Haiti’s last sitting Senators left office on Monday, January 9, leaving the country with no elected government officials. Much of Haiti’s legislature has sat empty since 2020, after planned elections failed to be completed, and now the country’s last 10 Senators have reached the end of their terms too.
Haiti has suffered from much instability in past years, facing issues of political corruption and influential criminal elements. Attempts to hold fresh elections have thus far failed, with the entire chamber of deputies, and two thirds of the senate being left empty in January 2020, after the sitting members’ terms expired.
Things only worsened for the national government in 2021, when President Jovenel Moïse was assassinated. His replacement, then Prime Minister Ariel Henry, has still not had his acting position ratified by government.
Henry announced the creation of a High Transitional Council on New Year’s Day, 2023. He called the establishment of this council “a new beginning”, to serve as “a commitment to an inclusive transition and transparent elections.”
This appointed body is supposed to consist of five members, though currently Henry has only managed to appoint three –– Myrlande Manigat, Laurent Saint-Cyr and Calixte Fleuridor. Manigat works in constitutional law, while Saint-Cyr heads the Chamber of
Commerce, and Fleuridor belongs to the Protestent Federation of Haiti.
Some opposition politicians have attacked this Transitional Council as illegitimate.
The crisis of legitimacy in what remains of the Haitian government certainly extends beyond the views of opposition politicians. When elections have been held, such as the presidential election of 2016, turnout was very low –– recorded at 21%.
With all elected seats left empty, Renata Segura of the International Crisis Group says, “The constitution, which until now we have been referring to as the framework for political transition, is essentially just a letter, because none of the institutional architecture that it describes is currently in place.”

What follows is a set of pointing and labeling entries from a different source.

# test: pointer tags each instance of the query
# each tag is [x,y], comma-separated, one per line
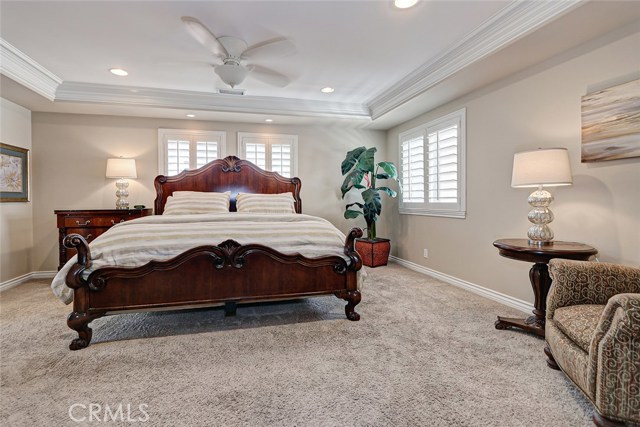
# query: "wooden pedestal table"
[521,250]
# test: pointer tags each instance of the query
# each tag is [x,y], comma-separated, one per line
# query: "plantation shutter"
[206,151]
[412,163]
[443,165]
[276,153]
[177,156]
[432,172]
[179,149]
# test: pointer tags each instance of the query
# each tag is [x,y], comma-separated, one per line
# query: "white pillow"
[194,202]
[265,203]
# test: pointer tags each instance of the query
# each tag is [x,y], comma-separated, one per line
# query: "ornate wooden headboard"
[228,174]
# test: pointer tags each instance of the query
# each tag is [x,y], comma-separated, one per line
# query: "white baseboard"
[472,287]
[26,277]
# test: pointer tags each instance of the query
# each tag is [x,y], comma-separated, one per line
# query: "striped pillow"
[265,203]
[190,202]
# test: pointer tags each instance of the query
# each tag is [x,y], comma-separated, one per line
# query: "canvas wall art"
[611,123]
[14,174]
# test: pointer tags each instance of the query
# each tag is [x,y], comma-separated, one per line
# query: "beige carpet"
[424,354]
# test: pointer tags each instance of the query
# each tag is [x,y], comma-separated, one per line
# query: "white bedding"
[161,237]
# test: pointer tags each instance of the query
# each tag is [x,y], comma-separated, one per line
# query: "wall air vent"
[231,91]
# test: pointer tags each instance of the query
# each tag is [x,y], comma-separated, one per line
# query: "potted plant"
[362,173]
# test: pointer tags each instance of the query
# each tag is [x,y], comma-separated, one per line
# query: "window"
[180,149]
[276,153]
[432,166]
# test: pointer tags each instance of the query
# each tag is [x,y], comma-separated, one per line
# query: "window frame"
[291,139]
[192,136]
[450,210]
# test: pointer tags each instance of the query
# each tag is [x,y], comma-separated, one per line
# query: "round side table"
[521,250]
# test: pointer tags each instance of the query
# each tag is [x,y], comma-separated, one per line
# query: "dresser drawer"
[90,223]
[94,221]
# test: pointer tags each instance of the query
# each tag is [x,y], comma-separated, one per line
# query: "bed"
[226,272]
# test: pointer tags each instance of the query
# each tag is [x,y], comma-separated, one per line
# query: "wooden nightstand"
[90,223]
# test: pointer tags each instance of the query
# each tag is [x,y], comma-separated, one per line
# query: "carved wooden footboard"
[207,275]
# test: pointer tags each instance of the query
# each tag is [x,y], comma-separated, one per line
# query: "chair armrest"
[614,355]
[587,282]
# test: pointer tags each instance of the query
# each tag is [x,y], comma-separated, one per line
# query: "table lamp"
[541,168]
[122,169]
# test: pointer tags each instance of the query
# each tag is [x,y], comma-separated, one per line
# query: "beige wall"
[72,151]
[538,108]
[16,218]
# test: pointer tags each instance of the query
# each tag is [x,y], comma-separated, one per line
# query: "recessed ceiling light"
[404,4]
[119,72]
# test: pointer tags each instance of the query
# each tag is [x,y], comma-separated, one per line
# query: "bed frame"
[211,275]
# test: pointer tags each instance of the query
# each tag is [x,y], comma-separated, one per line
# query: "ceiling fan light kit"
[234,51]
[231,74]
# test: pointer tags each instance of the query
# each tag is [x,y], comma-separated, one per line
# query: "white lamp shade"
[548,167]
[121,168]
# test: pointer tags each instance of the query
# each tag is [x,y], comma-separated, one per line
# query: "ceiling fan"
[233,52]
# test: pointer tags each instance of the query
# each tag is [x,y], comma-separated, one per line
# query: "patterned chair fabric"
[593,331]
[579,322]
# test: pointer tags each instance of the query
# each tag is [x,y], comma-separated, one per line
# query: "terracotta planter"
[374,253]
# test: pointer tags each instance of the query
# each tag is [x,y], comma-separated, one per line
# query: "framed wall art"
[611,123]
[14,174]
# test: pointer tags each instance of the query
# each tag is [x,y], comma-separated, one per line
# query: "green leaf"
[390,169]
[372,204]
[389,191]
[351,159]
[353,179]
[366,161]
[351,214]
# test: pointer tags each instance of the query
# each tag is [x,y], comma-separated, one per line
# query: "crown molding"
[519,18]
[205,101]
[16,65]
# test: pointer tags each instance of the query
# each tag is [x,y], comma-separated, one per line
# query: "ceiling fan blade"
[202,34]
[268,76]
[273,48]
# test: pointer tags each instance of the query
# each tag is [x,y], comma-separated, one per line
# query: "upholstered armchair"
[592,332]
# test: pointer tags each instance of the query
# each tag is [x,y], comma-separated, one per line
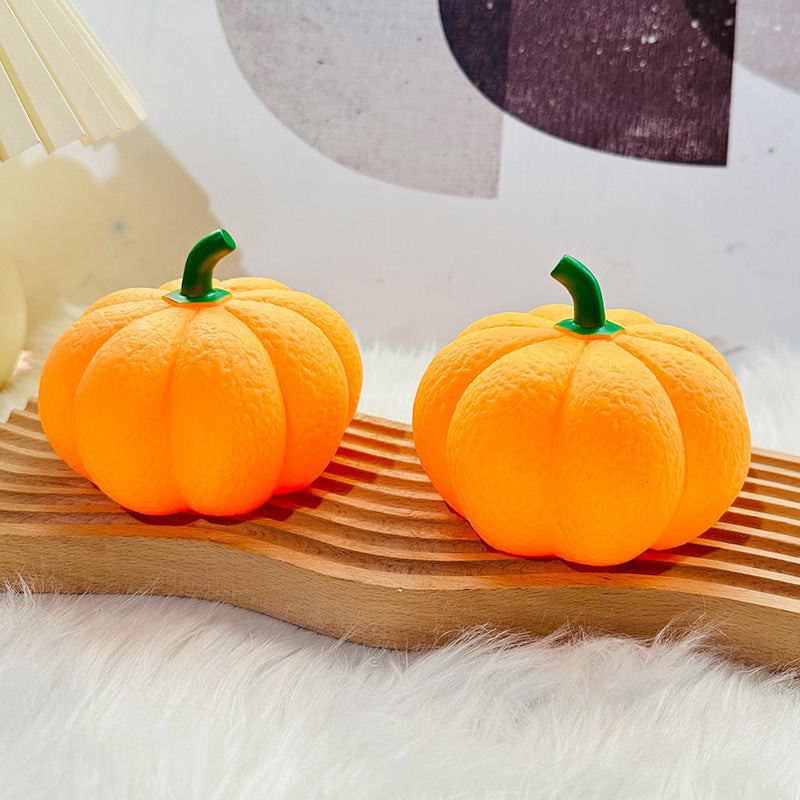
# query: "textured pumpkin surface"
[593,449]
[209,407]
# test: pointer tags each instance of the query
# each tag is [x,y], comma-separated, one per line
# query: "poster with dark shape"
[371,85]
[649,79]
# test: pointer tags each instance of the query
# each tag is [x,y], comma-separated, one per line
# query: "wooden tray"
[371,553]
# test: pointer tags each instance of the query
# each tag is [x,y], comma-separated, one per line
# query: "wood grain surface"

The failures of government in Haiti has left 4.7 million people in acute hunger, according to the World Food Programme (WFP). This is in a country with a population of less than 12 million. The WFP figures also record 1.8 million Haitians as suffering from critical malnutrition.
As a result of a virtually non-existent government, gang crime has risen monumentally. It is estimated that two rival gangs control around 60% of the Haitian capital Port-au-Prince. Gang crime has also been attributed to the recent outbreak of cholera, closure of hospitals, and worsening famine affecting much of the population.
It unsurprising then that many citizens have chosen to leave the country, often attempting to emigrate by small boat. Thousands of these boats were intercepted by the US government in 2022, with President Biden’s administration choosing to return these people back to Haiti.
Only last week, Joe Biden announced that the USA would immediately turn away migrants, including those from Haiti, upon arrival at the US-Mexico border. In November 2022, unconfirmed reports also stated that the Biden administration were considering sending Haitian asylum seekers to Guantanamo Bay.